The three cases were considered linked: two of the three victims were linked by forensic evidence, while two of the three were linked by DNA, Capri said.

Years went by without a lead in any of the killings.

Then on March 7, 2016, about 200 miles south of Daytona Beach, Rachael Bey, a 35-year-old prostitute, was found naked, severely beaten and strangled to death along a highway in Palm Beach County, according to the probable cause affidavit.

DNA of an unidentified man was recovered from Bey's body and entered into the law enforcement database CODIS (the Combined DNA Index System), said Palm Beach County Sheriff Capt. Mike Wallace.

The unknown male DNA from Bey's body matched the mystery suspect in Gunther and Green's killings, said Capri, and investigators in Daytona Beach and Palm Beach County began working together.

Though they had DNA matches, the suspect's name was not known. That's when investigators used genetic genealogy, which led to Sunday's arrest of Hayes, authorities said.

Genetic genealogy compares unknown DNA evidence to public genetic databases to identify suspects through their family members -- and has been called a "game-changer" in the effort to crack cold cases.

Since the arrest of the suspected "Golden State Killer" in April 2018, at least 70 suspects have been identified through the technology, according to CeCe Moore, the chief genealogist at Parabon NanoLabs, which investigated the Bey murder among others.

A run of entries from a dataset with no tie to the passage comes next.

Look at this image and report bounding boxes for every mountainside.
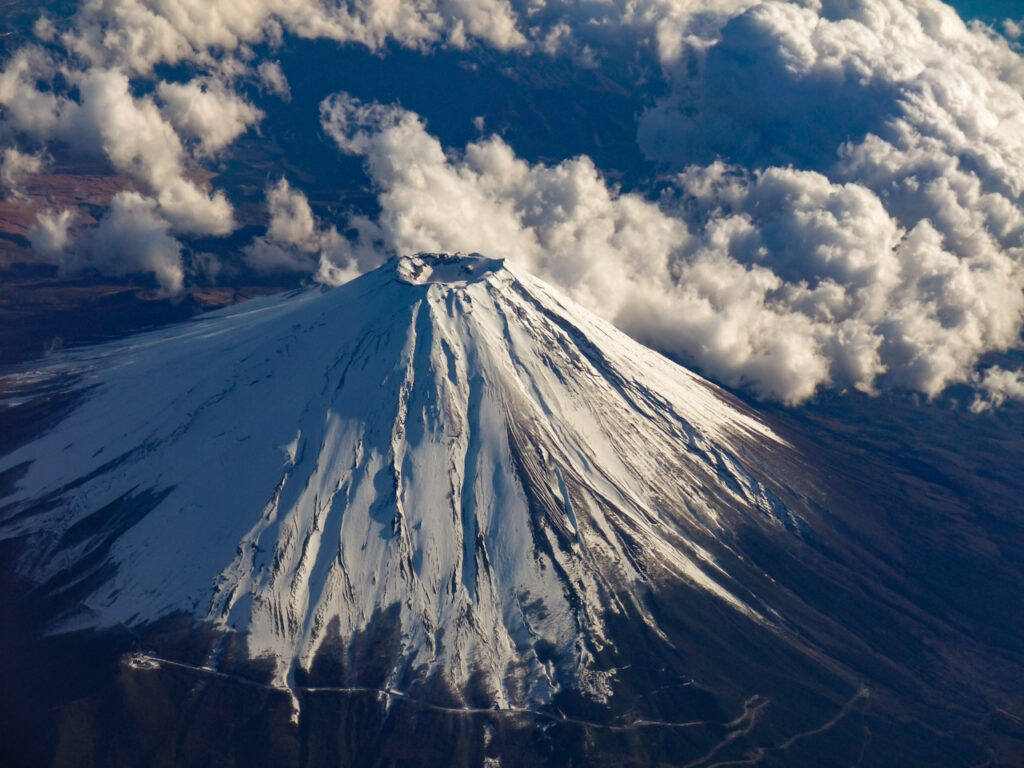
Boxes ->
[2,255,796,706]
[0,254,1017,765]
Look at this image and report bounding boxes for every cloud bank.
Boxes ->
[322,94,1024,403]
[0,0,1024,411]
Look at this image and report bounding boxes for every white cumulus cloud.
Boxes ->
[322,94,1024,402]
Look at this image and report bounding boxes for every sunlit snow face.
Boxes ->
[0,0,1024,410]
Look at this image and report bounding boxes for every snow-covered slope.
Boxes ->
[0,254,805,707]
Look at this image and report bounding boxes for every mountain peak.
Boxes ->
[394,253,505,286]
[0,259,800,708]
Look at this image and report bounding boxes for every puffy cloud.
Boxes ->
[322,94,1024,402]
[0,146,45,197]
[52,191,184,295]
[0,58,234,234]
[0,0,1024,408]
[29,210,75,259]
[243,178,358,285]
[971,366,1024,414]
[157,77,264,156]
[61,0,525,74]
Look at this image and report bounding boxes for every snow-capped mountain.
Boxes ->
[0,254,805,708]
[0,254,1024,768]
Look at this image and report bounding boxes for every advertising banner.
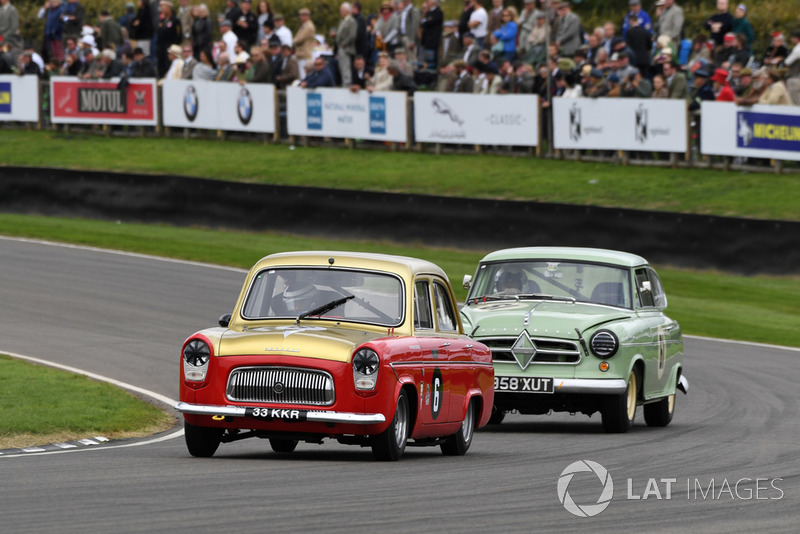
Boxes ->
[286,87,408,143]
[700,102,800,161]
[50,77,158,126]
[161,80,275,133]
[553,98,688,152]
[0,74,39,122]
[414,92,539,146]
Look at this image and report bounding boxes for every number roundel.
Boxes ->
[431,367,444,421]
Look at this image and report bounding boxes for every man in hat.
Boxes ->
[622,0,653,40]
[292,8,317,80]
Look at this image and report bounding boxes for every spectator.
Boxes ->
[731,4,755,49]
[388,61,417,95]
[492,7,518,61]
[662,59,688,100]
[555,2,583,57]
[653,0,683,43]
[419,0,444,73]
[453,59,475,93]
[652,74,669,98]
[231,0,258,48]
[156,0,183,76]
[95,9,122,51]
[622,0,653,40]
[468,0,489,48]
[274,13,292,48]
[192,46,217,82]
[300,56,336,89]
[275,44,300,89]
[292,8,317,80]
[758,68,792,106]
[761,32,789,67]
[191,4,214,59]
[705,0,733,47]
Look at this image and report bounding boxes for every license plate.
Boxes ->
[244,408,308,422]
[494,376,553,393]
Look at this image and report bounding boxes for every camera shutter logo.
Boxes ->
[558,460,614,517]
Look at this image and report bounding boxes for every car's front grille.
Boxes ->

Moore has appeared as an expert in ABC News "20/20" episodes and has been quoted in ABCNews.com articles.

Authorities did not elaborate on which relatives of Hayes were found through genealogy, but on Friday, investigators zeroed in on him. They collected a cigarette he had discarded, according to the probable cause affidavit.

The sample was taken to a lab where officials found that the DNA from the cigarette matched the DNA from Bey's killing and from one of the Daytona Beach killings, according to the probable cause affidavit.

Palm Beach County investigators arrested Hayes on Sunday for the first-degree murder of Bey.

A separate killing of a woman, Stacey Gage, in January 2008 is being investigated to see if it's connected to the other four murders. There is no physical evidence, however, linking it to the other murders at this time, police said.

Hayes, meanwhile, has not been charged in any of the Daytona Beach cases, police said, but he is tied by DNA to Gunther and Green's slayings and is linked by forensic evidence to Patton's death.

He lived in the areas where Bey and the three Dayton Beach victims were last seen, according to the probable cause affidavit. It's believed he attended Bethune-Cookman University in Daytona Beach, Capri said.

It is not clear how the victims and the suspect allegedly came into contact, authorities said. The victims seemed to be targeted randomly, Wallace said.

Hayes' criminal history only involves traffic-related offenses, Capri said.

Hayes made his first court appearance Monday morning and was held on no bond, authorities said. His public defender did not immediately respond to ABC News' request for comment.

Bey's brothers traveled from out of state to attend Monday's press conference in Palm Beach County. Her family chose not to speak.

The State Attorney for Palm Beach County, Dave Aronberg, vowed to get "justice" for Bey.

ABC News' Ben Stein contributed to this report.